Mission Readiness Workbook

This workbook is designed to help you measure your readiness to take on your mission, purpose, or vision. By evaluating alignment, energy, rest, motivation, and more, you’ll identify areas to strengthen and track your progress throughout the course.

Instructions

Complete the questionnaire by rating yourself on a scale from 1 to 10:

1 = Strongly Disagree / Not True at All

10 = Strongly Agree / Completely True

Tally up your scores for each section and reflect on your results.

Repeat the questionnaire at the end of the course to measure your progress.

  • Questions:

    • I feel clear about my mission or vision in life. (Score: ___)

    • My daily actions align with my core values. (Score: ___)

    • I know why my mission matters and the impact it will have on myself and others. (Score: ___)

    • I have a sense of fulfillment when I work toward my vision. (Score: ___)

    • I feel confident in my ability to take the next steps toward my purpose. (Score: ___)

    Total Score for Alignment: ___ / 50

  • Questions:

    • I wake up feeling energized and ready to start the day. (Score: ___)

    • I manage my energy well throughout the day without feeling drained. (Score: ___)

    • I nourish my body with healthy food and hydration. (Score: ___)

    • I engage in regular physical activity to sustain my energy. (Score: ___)

    • I feel emotionally and mentally energized to pursue my goals. (Score: ___)

    Total Score for Energy: ___ / 50

  • Questions:

    • I sleep well and wake up feeling rested. (Score: ___)

    • I take breaks when needed to recharge. (Score: ___)

    • I have habits that help me wind down and relax. (Score: ___)

    • I prioritize rest and recovery as part of my productivity. (Score: ___)

    • I feel balanced between effort and rest in my daily life. (Score: ___)

    Total Score for Rest and Recovery: ___ / 50

  • Questions:

    • I feel inspired to pursue my mission or vision. (Score: ___)

    • I can overcome procrastination and take action when needed. (Score: ___)

    • I set goals and actively work toward them. (Score: ___)

    • I am excited about the possibilities ahead. (Score: ___)

    • I believe in my ability to succeed. (Score: ___)

    Total Score for Motivation: ___ / 50

  • Questions:

    • I stay calm and focused under pressure. (Score: ___)

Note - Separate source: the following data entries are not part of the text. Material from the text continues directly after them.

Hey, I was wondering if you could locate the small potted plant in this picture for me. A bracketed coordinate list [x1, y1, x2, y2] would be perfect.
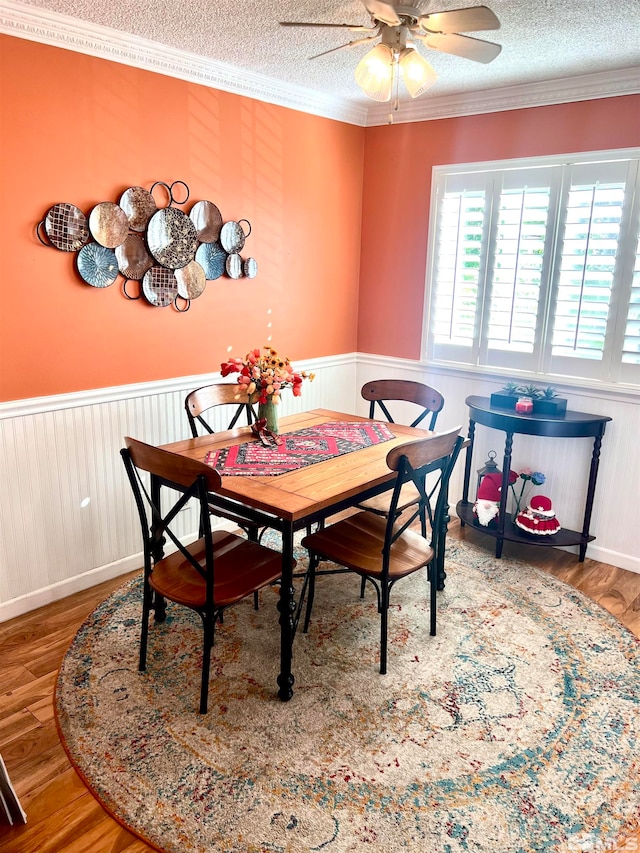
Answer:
[533, 385, 567, 417]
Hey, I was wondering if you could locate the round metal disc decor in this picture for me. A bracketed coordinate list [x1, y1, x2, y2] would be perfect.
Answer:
[120, 187, 158, 231]
[44, 202, 89, 252]
[147, 207, 198, 270]
[77, 243, 118, 287]
[116, 234, 154, 281]
[220, 219, 251, 252]
[226, 252, 242, 278]
[175, 261, 207, 299]
[89, 201, 129, 249]
[142, 267, 178, 308]
[189, 201, 222, 243]
[196, 243, 227, 281]
[242, 258, 258, 278]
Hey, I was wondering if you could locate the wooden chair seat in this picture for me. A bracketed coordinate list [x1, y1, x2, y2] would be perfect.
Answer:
[302, 510, 434, 580]
[149, 530, 282, 610]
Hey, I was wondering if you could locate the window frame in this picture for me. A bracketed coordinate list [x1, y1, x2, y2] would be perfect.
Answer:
[422, 147, 640, 388]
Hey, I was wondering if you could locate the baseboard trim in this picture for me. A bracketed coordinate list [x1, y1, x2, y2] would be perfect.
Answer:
[0, 553, 143, 622]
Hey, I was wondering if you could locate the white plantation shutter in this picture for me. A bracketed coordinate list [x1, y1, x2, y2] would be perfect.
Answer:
[622, 234, 640, 366]
[431, 175, 487, 361]
[426, 152, 640, 383]
[548, 161, 635, 379]
[480, 168, 559, 370]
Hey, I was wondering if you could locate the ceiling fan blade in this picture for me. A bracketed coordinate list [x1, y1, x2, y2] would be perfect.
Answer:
[362, 0, 401, 27]
[418, 6, 500, 33]
[309, 33, 378, 59]
[280, 21, 377, 33]
[423, 33, 502, 63]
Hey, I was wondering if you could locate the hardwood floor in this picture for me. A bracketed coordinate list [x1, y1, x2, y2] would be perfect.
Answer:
[0, 521, 640, 853]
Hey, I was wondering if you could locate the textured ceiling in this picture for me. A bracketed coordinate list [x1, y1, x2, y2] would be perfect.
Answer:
[11, 0, 640, 105]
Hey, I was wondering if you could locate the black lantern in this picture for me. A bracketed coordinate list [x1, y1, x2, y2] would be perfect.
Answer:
[476, 450, 502, 497]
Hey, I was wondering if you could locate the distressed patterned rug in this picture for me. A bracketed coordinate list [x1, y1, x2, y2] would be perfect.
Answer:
[56, 534, 640, 853]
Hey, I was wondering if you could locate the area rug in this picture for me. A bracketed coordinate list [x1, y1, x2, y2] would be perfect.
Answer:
[55, 534, 640, 853]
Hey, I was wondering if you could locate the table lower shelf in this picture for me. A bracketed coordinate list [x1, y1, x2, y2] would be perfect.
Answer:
[456, 501, 596, 547]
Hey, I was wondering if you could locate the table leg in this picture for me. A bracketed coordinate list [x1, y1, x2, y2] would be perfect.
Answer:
[460, 419, 476, 527]
[496, 432, 513, 559]
[278, 524, 296, 702]
[579, 435, 602, 563]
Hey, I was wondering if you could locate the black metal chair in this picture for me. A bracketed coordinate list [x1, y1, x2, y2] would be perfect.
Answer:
[358, 379, 444, 524]
[121, 438, 282, 714]
[184, 383, 261, 542]
[302, 426, 463, 674]
[184, 383, 257, 438]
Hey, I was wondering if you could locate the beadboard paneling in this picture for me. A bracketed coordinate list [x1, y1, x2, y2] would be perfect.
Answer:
[0, 354, 640, 622]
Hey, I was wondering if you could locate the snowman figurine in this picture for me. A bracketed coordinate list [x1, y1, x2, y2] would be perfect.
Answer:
[516, 495, 560, 536]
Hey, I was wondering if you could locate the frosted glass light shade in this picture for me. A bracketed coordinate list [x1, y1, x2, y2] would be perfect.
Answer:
[355, 44, 393, 101]
[400, 47, 438, 98]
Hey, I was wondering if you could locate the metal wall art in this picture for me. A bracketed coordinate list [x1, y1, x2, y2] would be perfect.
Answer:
[36, 181, 258, 312]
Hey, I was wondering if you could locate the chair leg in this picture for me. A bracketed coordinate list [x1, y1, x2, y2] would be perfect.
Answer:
[380, 583, 389, 675]
[200, 613, 217, 714]
[302, 554, 318, 634]
[429, 559, 438, 637]
[246, 524, 261, 610]
[138, 577, 153, 672]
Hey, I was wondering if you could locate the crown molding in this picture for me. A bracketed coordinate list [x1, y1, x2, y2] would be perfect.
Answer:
[367, 67, 640, 127]
[0, 0, 367, 127]
[0, 0, 640, 127]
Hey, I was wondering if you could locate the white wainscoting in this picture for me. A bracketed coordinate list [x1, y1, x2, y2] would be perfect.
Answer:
[0, 353, 640, 622]
[0, 354, 356, 622]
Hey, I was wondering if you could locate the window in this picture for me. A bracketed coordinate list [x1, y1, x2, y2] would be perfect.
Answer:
[426, 150, 640, 385]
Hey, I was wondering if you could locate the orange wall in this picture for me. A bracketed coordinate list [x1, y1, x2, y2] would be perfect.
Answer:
[0, 36, 365, 401]
[358, 96, 640, 359]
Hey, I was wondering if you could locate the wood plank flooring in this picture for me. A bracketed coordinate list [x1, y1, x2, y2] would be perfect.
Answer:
[0, 521, 640, 853]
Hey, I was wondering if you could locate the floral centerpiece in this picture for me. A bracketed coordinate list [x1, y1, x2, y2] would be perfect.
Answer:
[509, 468, 547, 518]
[220, 346, 315, 435]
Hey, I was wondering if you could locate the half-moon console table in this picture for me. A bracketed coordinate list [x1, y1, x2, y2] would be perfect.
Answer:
[456, 397, 611, 562]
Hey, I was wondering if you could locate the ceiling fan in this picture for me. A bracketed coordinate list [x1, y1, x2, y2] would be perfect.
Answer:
[280, 0, 502, 104]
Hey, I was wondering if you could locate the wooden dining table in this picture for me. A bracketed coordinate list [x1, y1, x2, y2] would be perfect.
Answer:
[163, 409, 433, 701]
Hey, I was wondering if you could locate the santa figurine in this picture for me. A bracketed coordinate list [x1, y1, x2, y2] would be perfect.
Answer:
[473, 471, 510, 527]
[516, 495, 560, 536]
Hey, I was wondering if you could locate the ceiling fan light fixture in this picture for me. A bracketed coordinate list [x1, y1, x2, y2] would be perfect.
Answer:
[355, 44, 394, 101]
[399, 47, 438, 98]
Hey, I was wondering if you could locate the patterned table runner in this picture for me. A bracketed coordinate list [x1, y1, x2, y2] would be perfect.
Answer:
[204, 421, 395, 477]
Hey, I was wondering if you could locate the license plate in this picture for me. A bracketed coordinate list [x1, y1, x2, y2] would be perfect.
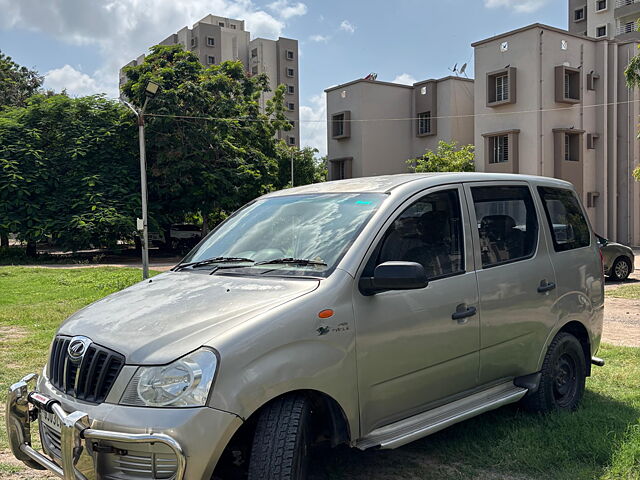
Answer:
[38, 410, 62, 433]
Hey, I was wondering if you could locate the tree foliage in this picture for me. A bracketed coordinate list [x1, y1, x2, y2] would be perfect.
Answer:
[123, 45, 291, 229]
[0, 51, 44, 108]
[407, 140, 475, 173]
[0, 95, 139, 250]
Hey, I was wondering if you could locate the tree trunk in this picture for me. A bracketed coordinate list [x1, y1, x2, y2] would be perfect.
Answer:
[27, 240, 38, 257]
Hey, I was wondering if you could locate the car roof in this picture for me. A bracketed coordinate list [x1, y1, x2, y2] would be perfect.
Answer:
[265, 172, 571, 197]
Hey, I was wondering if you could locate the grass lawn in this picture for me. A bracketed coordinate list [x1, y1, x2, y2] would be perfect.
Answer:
[605, 283, 640, 300]
[0, 267, 640, 480]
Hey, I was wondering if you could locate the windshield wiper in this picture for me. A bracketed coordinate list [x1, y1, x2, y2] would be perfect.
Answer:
[171, 257, 254, 272]
[254, 257, 327, 267]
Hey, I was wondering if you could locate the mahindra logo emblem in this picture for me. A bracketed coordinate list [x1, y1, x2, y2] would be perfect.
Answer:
[67, 336, 91, 363]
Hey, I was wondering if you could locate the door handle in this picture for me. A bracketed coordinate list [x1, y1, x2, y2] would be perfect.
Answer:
[538, 280, 556, 293]
[451, 303, 477, 323]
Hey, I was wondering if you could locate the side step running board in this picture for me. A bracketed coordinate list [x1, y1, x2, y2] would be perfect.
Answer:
[356, 382, 527, 450]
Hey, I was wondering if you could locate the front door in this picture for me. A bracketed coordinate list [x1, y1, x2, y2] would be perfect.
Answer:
[354, 186, 480, 435]
[465, 182, 557, 384]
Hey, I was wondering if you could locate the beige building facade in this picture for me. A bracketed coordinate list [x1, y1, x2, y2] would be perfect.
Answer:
[325, 77, 474, 180]
[472, 24, 640, 245]
[120, 15, 300, 147]
[568, 0, 640, 40]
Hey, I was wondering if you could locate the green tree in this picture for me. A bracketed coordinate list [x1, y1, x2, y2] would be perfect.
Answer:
[624, 45, 640, 182]
[407, 140, 475, 173]
[0, 95, 139, 254]
[122, 45, 291, 229]
[0, 51, 44, 108]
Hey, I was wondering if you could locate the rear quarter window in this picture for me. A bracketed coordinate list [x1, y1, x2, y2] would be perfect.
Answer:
[538, 187, 591, 252]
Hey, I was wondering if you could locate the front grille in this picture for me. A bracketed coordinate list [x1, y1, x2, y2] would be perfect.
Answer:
[49, 336, 124, 403]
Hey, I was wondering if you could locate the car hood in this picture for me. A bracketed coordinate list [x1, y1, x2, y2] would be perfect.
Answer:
[59, 271, 319, 365]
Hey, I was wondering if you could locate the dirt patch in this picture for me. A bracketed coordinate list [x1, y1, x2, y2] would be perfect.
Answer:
[0, 450, 58, 480]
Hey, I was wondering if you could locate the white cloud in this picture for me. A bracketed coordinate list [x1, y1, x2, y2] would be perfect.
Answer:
[0, 0, 306, 95]
[300, 92, 327, 155]
[309, 35, 331, 43]
[391, 73, 417, 85]
[340, 20, 356, 33]
[44, 65, 118, 97]
[269, 0, 307, 20]
[484, 0, 549, 13]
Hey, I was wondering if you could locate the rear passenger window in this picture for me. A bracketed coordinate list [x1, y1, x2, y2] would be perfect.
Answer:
[471, 186, 538, 268]
[538, 187, 591, 252]
[376, 190, 464, 279]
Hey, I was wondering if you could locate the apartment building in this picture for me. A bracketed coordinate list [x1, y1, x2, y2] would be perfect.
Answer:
[325, 77, 474, 180]
[120, 15, 300, 147]
[472, 24, 640, 245]
[568, 0, 640, 40]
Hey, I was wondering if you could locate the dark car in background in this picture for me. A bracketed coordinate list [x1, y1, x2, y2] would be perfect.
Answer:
[596, 234, 634, 280]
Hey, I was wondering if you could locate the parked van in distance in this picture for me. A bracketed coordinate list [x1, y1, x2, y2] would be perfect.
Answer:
[7, 173, 604, 480]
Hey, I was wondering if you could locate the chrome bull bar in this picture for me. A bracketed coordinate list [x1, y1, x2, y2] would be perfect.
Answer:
[5, 373, 186, 480]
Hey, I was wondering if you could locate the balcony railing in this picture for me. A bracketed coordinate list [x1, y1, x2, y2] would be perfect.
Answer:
[616, 22, 638, 35]
[616, 0, 640, 8]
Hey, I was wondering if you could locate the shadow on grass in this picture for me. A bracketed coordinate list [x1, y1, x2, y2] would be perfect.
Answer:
[310, 391, 640, 480]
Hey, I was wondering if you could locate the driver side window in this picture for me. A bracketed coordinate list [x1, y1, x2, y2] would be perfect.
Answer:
[370, 189, 464, 279]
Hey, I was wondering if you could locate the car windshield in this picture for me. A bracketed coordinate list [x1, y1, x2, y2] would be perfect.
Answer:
[183, 193, 386, 276]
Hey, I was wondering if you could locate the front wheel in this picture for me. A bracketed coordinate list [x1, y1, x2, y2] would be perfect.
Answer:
[611, 257, 631, 280]
[248, 395, 311, 480]
[523, 332, 587, 413]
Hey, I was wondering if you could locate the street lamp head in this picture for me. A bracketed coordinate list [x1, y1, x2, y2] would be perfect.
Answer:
[145, 82, 160, 98]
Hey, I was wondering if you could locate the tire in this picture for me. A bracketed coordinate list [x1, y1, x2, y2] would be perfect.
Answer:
[248, 395, 311, 480]
[523, 332, 587, 413]
[611, 257, 631, 281]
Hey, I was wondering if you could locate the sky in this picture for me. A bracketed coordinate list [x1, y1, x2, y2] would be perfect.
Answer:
[0, 0, 568, 155]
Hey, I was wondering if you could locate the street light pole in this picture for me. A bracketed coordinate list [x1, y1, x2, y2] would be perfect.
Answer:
[120, 82, 159, 280]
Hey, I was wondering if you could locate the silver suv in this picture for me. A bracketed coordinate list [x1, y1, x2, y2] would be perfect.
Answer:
[7, 173, 604, 480]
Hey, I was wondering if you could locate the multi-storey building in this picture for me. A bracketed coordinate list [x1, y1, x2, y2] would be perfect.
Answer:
[472, 24, 640, 245]
[120, 15, 300, 147]
[325, 77, 474, 180]
[569, 0, 640, 40]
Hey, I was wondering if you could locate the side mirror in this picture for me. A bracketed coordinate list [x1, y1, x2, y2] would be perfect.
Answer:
[359, 262, 429, 295]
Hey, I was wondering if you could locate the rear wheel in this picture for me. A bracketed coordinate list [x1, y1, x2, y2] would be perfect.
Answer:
[248, 395, 311, 480]
[523, 332, 587, 413]
[611, 257, 631, 280]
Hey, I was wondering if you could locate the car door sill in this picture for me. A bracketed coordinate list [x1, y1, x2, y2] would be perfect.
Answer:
[356, 381, 527, 450]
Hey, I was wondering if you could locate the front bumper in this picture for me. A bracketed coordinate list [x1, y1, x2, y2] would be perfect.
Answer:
[6, 374, 242, 480]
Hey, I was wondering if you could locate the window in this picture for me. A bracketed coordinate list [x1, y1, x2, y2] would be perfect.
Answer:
[563, 132, 581, 162]
[556, 65, 582, 103]
[366, 189, 464, 279]
[331, 111, 351, 139]
[538, 187, 591, 252]
[471, 186, 538, 268]
[329, 157, 353, 180]
[489, 135, 509, 163]
[487, 67, 516, 107]
[418, 112, 431, 135]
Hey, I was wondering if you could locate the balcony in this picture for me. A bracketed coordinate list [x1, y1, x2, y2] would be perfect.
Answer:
[613, 0, 640, 18]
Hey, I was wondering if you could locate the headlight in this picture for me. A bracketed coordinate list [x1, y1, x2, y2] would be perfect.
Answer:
[120, 348, 218, 407]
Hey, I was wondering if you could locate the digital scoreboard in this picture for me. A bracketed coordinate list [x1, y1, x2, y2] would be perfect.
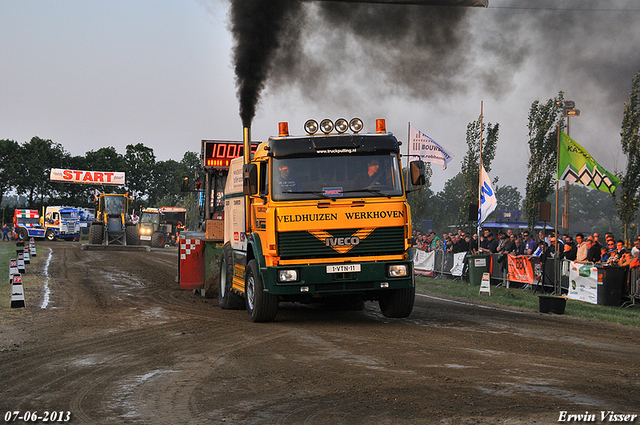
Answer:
[202, 140, 258, 170]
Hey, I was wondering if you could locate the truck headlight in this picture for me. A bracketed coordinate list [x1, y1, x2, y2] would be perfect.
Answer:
[278, 269, 298, 282]
[387, 264, 407, 277]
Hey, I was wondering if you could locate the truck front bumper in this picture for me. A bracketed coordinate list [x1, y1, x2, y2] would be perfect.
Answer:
[264, 261, 414, 295]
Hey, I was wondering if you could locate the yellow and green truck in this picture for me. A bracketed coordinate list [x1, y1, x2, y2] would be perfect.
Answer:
[210, 119, 424, 322]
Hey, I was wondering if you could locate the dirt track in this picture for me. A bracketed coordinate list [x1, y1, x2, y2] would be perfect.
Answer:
[0, 242, 640, 425]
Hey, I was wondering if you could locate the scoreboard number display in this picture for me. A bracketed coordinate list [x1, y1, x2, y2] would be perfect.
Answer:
[202, 140, 258, 170]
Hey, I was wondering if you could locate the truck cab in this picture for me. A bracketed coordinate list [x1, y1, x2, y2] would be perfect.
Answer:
[219, 120, 423, 321]
[138, 207, 187, 248]
[42, 206, 80, 241]
[13, 209, 45, 240]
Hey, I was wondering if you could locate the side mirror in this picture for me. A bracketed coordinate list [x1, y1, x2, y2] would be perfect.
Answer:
[409, 160, 427, 186]
[180, 176, 189, 192]
[242, 164, 258, 195]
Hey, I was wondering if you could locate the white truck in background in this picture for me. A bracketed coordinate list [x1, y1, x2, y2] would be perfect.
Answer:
[41, 206, 80, 241]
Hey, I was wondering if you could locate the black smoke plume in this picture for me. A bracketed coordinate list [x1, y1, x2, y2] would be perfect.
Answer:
[230, 0, 486, 127]
[230, 0, 300, 127]
[230, 0, 640, 125]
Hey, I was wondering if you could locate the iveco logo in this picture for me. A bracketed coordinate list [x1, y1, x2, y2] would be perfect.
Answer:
[324, 236, 360, 246]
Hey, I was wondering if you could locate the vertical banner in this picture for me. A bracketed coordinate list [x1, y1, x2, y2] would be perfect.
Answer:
[451, 252, 467, 276]
[413, 249, 436, 276]
[478, 165, 498, 225]
[567, 261, 598, 304]
[409, 125, 453, 170]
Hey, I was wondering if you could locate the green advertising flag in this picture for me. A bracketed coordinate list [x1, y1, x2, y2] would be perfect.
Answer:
[558, 131, 620, 193]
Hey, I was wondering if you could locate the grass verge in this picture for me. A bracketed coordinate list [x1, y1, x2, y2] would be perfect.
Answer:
[416, 276, 640, 328]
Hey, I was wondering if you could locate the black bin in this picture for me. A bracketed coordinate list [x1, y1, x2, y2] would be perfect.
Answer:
[596, 264, 628, 307]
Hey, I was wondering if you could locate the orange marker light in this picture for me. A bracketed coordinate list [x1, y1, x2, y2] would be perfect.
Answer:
[278, 122, 289, 137]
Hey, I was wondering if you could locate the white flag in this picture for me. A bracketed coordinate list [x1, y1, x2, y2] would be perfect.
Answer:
[409, 125, 453, 170]
[478, 165, 498, 225]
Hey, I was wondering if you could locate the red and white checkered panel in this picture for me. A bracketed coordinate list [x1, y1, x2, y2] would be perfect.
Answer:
[180, 239, 201, 260]
[180, 238, 205, 289]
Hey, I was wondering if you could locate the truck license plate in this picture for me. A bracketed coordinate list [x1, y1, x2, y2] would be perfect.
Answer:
[327, 264, 360, 273]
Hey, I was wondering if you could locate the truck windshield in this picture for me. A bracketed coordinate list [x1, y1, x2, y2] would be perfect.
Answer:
[60, 212, 78, 220]
[271, 154, 402, 200]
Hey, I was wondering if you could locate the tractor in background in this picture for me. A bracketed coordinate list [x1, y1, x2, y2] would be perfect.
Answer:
[89, 193, 140, 245]
[138, 207, 187, 248]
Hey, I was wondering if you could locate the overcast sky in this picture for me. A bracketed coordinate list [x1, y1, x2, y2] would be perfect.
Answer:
[0, 0, 640, 195]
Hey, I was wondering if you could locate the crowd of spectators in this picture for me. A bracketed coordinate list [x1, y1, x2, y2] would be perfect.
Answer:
[413, 229, 640, 267]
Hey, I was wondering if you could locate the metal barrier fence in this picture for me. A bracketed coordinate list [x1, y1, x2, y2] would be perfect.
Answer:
[416, 248, 640, 304]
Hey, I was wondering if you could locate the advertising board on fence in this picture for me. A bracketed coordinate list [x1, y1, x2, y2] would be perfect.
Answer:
[413, 249, 436, 276]
[451, 252, 467, 276]
[567, 261, 598, 304]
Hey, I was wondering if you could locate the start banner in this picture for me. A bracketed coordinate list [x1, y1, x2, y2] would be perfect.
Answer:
[49, 168, 124, 186]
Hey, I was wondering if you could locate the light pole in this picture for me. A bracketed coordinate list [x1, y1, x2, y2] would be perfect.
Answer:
[562, 100, 580, 233]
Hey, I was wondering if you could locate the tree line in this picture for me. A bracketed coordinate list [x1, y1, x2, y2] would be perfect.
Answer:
[0, 137, 200, 217]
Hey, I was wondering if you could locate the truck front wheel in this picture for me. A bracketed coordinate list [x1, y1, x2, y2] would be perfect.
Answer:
[244, 260, 280, 322]
[218, 242, 244, 310]
[45, 229, 56, 241]
[378, 287, 416, 319]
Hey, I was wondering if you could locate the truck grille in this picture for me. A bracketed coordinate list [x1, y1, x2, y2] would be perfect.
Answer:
[278, 227, 404, 259]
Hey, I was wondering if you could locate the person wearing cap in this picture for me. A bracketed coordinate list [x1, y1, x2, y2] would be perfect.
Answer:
[631, 239, 640, 257]
[560, 236, 578, 261]
[586, 237, 600, 263]
[608, 240, 628, 264]
[522, 232, 538, 255]
[576, 233, 589, 261]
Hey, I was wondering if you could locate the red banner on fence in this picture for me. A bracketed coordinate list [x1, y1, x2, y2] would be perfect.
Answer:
[507, 255, 533, 284]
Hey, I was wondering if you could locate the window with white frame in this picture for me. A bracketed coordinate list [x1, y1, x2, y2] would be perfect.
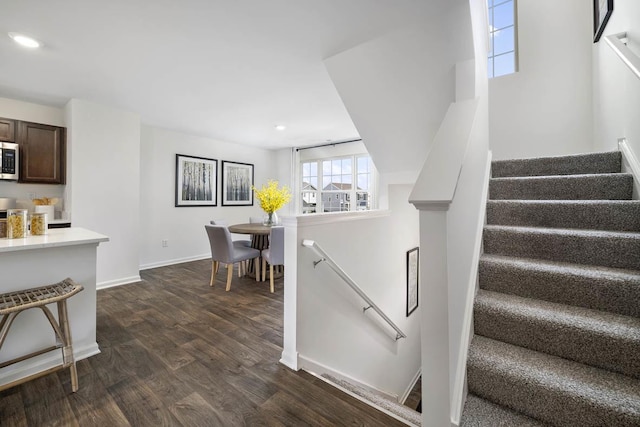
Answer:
[487, 0, 518, 78]
[300, 154, 376, 214]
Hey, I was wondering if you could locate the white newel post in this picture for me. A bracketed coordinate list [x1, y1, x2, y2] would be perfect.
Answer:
[413, 202, 451, 427]
[280, 217, 302, 371]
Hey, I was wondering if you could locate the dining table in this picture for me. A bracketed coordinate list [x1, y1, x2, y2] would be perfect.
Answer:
[229, 222, 284, 280]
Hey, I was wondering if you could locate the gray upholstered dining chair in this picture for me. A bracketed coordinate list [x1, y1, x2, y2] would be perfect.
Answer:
[262, 226, 284, 292]
[204, 225, 260, 291]
[210, 219, 251, 248]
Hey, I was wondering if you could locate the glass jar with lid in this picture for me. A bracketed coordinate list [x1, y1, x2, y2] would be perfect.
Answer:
[31, 212, 49, 236]
[7, 209, 28, 239]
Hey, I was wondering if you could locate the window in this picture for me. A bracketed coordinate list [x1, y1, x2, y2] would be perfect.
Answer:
[488, 0, 517, 78]
[300, 155, 375, 214]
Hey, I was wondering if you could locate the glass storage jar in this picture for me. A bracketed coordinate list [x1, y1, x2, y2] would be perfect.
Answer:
[31, 212, 49, 236]
[7, 209, 27, 239]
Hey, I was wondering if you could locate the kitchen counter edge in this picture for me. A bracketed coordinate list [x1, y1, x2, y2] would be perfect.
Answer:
[0, 227, 109, 253]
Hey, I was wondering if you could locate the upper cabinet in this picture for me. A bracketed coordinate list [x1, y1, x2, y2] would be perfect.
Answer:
[16, 122, 66, 184]
[0, 118, 16, 142]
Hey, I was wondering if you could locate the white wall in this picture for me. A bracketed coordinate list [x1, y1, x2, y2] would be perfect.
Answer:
[285, 185, 420, 402]
[0, 98, 66, 211]
[139, 126, 278, 269]
[325, 0, 473, 183]
[593, 0, 640, 159]
[489, 0, 596, 160]
[65, 99, 140, 287]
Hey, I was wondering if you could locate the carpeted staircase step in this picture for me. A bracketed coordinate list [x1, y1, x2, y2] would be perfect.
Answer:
[460, 394, 549, 427]
[483, 225, 640, 270]
[489, 173, 633, 200]
[487, 200, 640, 231]
[473, 290, 640, 378]
[491, 151, 622, 178]
[320, 374, 422, 427]
[467, 336, 640, 427]
[478, 254, 640, 317]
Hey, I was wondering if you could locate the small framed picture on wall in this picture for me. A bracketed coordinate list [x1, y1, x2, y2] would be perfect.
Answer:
[222, 160, 253, 206]
[593, 0, 613, 43]
[175, 154, 218, 207]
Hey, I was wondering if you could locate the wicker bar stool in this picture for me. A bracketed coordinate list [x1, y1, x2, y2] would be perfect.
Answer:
[0, 278, 84, 393]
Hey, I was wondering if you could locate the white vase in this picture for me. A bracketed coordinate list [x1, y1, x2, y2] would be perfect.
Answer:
[262, 212, 278, 227]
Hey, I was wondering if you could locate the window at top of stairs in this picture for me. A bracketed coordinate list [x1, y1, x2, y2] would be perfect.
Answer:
[487, 0, 518, 78]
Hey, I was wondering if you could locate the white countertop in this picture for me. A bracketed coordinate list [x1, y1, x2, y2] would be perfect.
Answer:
[0, 227, 109, 253]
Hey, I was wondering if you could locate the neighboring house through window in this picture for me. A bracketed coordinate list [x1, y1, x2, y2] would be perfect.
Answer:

    • I can bounce back quickly from setbacks. (Score: ___)

    • I manage stress effectively and maintain a positive outlook. (Score: ___)

    • I feel emotionally grounded and balanced. (Score: ___)

    • I can handle uncertainty and challenges with confidence. (Score: ___)

    Total Score for Emotional Resilience: ___ / 50

  • Questions:

    • I stay consistent with my habits and routines. (Score: ___)

    • I avoid distractions and stay focused on my goals. (Score: ___)

    • I manage my time well and prioritize effectively. (Score: ___)

    • I follow through on commitments to myself and others. (Score: ___)

    • I feel in control of my actions and decisions. (Score: ___)

    Total Score for Self-Discipline: ___ / 50

  • Add up your total score across all categories:

    Grand Total: ___ / 300

    Readiness Levels:

    • 250–300: Highly Ready – You’re aligned and equipped to take on your mission.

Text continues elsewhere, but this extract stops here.